Roach's feelings also remain unsettled over his first wife. They married out of college, as noted at the end of "Transcendent Summits," which he dedicated to Shirley, writing: "I prefer to believe that she transcended."

Roach's book does not describe the depth of her depression, which years after their divorce led to her suicide. "That's a whole book that I've not written," he says.

He never did sign those enlistment papers. He left them in a stack. And to his surprise, he never heard from an officer. He never was drafted, learning years later that he was deferred by some human error.

"I'm not a big believer of cosmic goings-on, but that was one," says Roach, who believes he dodged death in Vietnam. "My climb for peace has come instead."

More to do

Roach can't sit any longer. Near his house is a flat-top mountain that he can easily manage by hobbling.

He places his foot on a mound. "Ah hah!" he exclaims, shaking his crutches like a soldier rattling his saber. "My first summit! Arghhh!"

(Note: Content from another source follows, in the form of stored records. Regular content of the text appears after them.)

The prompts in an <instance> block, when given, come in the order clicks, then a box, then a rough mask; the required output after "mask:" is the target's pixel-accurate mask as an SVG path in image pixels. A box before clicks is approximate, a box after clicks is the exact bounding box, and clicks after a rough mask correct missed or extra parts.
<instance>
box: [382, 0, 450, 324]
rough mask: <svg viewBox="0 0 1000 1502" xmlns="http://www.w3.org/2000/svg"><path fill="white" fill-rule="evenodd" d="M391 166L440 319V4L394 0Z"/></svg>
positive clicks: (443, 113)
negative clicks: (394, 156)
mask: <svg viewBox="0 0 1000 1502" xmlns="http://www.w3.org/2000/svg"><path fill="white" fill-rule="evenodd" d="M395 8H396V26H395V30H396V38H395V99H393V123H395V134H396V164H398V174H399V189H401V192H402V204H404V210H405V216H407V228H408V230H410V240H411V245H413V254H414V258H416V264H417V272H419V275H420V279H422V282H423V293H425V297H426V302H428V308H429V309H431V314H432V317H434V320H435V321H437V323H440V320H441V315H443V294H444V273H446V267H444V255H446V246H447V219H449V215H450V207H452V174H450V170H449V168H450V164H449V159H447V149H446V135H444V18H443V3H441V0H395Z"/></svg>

While he no longer embarks on international expeditions, his wife, avid mountaineer Jennifer Roach, has observed "a refreshing approach" as of late. "He relishes everything," she says. "Whether it's a little bump or something with a view of Longs Peak or whatever. He treats it all with the same love as a great big mountain."

On the flat top, the San Juans loom. Roach says there isn't a point in sight he hasn't been to, including every ridge of the jagged badlands in the other direction.

Is there anything left for him to do?

He squints, looking to the setting sun, as if in deep thought.

"Yeah," he says, starting his hobble charge. "That bump over there!"